As a way of honoring these entertainers, this guide recognizes significant sites related to Black entertainers that have benefited from the National Trust’s African American Cultural Heritage Action Fund.

  1. Southside Community Art Center (SSCAC) Chicago Illinois

    Photo By: Jacob Hand

    South Side Community Art Center

    This building, one of more than 100 art centers built during the Great Depression by the Works Progress Administration's Federal Art Project, was personally dedicated by Eleanor Roosevelt. Located on the South Side of Chicago, the art center played a pivotal role in jumpstarting the careers of many Black artists such as Gordon Parks, Charles White, William Carter, and Dr. Margaret Taylor Burroughs during the 20th century. The building still serves as an artistic hub today, showcasing and connecting residents to art through exhibits, lectures, and other programming. Thanks to a grant from the the Action Fund, the Art Center rehabilitated its historic wood windows and is planning a full restoration of their historic building.

  2. Muddy Waters Mojo Museum Inc, Chicago, Illinois

    Photo By: Klein and Hoffman

    Muddy Waters House

    Known as the “Father of Modern Chicago Blues,” Muddy Waters lived in this home for 20 years. Waters’ 1889 home was often used as a rehearsal studio and a temporary stay for musicians, and now it will be transformed into a museum and community center. Led by Waters’ great-granddaughter, Chanda Cooper, the project is supported by a $50,000 grant from the National Trust to help stabilize the home of the six-time Grammy-award winning musician into the Muddy Waters MOJO Museum. The home-turned-museum will also include a small performance venue, community garden, and recording studio.

  3. Historic Roxbury

    Photo By: Alexa Carter

    Roxbury Cultural District

    The Historic Roxbury neighborhood is home to many historic places and landscapes that acknowledge Black American cultural heritage from the 20th and 21st century. With significant connections to jazz music and the Civil rRghts movement, the neighborhood boasts notable sites such as Hibernian Hall, Roxbury Heritage State Park, and Eliot Burying Ground. The district is in the process of elevating the arts through economic development, community programming, and more.

  4. National Center of Afro-American Artists, Roxbury, Massachusetts

    Photo By: Boston City Archive

    National Center of Afro-American Artists at Abbotsford

    Located in an 1872 High Victorian Gothic mansion, this center displays the finest Black visual arts from across the world. Founded by visionary arts leader Elma Ina Lewis in 1968, the NCAAA served as a place to exhibit professional programs in the visual and performing arts. Many famous figures such as Muhammad Ali, Eartha Kitt, and Nina Simone visited the center because of Lewis’ exemplary work. The National Trust is currently working with the center to replace its deteriorating roof in order to protect valuable collections and furnishings.

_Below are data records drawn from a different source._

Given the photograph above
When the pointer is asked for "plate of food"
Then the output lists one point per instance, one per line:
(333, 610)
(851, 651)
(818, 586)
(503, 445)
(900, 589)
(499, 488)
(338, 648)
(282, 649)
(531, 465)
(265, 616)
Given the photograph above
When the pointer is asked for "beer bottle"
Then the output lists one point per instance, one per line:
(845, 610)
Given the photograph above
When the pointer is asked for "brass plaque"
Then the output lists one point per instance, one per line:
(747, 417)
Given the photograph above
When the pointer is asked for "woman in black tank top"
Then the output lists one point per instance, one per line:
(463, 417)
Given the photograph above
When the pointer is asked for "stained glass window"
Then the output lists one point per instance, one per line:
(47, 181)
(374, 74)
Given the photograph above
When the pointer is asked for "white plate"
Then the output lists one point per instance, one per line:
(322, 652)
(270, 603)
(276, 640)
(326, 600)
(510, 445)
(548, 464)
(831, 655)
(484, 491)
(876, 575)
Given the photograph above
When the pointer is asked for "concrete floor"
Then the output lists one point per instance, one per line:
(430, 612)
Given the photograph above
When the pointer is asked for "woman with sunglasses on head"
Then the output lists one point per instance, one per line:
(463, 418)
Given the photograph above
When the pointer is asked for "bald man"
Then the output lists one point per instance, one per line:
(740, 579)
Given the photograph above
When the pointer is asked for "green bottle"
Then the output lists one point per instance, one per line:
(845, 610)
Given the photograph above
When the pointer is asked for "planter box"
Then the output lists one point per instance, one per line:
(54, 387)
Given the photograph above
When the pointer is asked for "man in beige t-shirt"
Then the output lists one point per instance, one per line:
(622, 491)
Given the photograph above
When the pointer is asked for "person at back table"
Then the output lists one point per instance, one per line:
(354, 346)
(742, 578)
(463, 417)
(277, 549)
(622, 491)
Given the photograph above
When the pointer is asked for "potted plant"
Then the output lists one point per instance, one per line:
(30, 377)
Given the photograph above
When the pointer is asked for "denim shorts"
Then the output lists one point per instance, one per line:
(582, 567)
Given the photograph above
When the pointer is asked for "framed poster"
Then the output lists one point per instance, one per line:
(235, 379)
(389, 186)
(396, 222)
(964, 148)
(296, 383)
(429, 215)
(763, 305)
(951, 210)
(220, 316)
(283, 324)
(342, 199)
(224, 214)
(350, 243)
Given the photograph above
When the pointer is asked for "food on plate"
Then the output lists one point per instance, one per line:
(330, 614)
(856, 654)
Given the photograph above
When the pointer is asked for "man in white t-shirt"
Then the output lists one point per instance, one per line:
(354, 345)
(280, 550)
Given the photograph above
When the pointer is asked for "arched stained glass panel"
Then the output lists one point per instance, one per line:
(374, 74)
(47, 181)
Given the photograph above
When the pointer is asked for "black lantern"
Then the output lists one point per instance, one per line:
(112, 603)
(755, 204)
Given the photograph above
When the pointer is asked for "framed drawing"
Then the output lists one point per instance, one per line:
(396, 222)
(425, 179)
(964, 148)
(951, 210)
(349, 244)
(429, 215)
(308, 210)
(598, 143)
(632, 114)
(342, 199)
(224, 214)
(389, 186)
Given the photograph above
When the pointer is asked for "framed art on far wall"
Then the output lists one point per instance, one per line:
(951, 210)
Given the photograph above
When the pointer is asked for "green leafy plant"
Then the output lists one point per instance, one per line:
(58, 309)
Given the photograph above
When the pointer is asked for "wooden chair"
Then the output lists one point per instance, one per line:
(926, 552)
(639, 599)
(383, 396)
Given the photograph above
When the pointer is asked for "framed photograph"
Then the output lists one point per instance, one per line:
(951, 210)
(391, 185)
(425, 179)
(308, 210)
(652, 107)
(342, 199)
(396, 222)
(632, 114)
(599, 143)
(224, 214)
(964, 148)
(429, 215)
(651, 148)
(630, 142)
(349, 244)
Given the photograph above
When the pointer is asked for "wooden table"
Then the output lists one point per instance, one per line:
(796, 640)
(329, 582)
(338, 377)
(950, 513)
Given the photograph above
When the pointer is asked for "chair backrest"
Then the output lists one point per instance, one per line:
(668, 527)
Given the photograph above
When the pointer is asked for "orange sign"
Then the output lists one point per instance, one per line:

  5. Paul Robeson House exterior, Philadelphia.

    Photo By: Ekem/Wikimedia Commons

    Paul Robeson House and Museum

    An actor, orator, and humanitarian, Paul Robeson is often described as “an authentic American Hero.” The legendary figure had a career that spanned for almost 50 years as a star athlete and a prolific entertainer who played in such Broadway shows such as “Othello,” “Showboat," and “The Emperor Jones.” An all-around Renaissance man, Robeson broke major barriers in the music industry, becoming one of the “best-paid” performers in the country. Robeson stayed true to his roots celebrating Black history and standing firm on equal rights for Black Americans, to the point of sacrificing his career. Today, the house, owned and operated by the West Philadelphia Cultural Alliance, serves a museum and center for the community, celebrating Robeson’s life and legacy.

  6. Clifton House, Baltimore, Maryland

    The Clifton House

    The Clifton House is the home to the late, great African American poet laureate, Lucille Clifton. Clifton wrote many of her greatest pieces in the white-and-blue house, producing six poetry books and one memoir. Clifton received many accolades during her literary career, including becoming a two-time Pulitzer Prize nominee and an Emmy award winner. The home will be a place for many other artists to work on their craft, offering development and programming, as well as writer and artist residencies. The AACHAF grant from the National Trust will help support staffing and in-person and virtual program planning.

Brianna Rhodes is the African American Cultural Heritage Action Fund Editorial Fellow for the National Trust for Historic Preservation.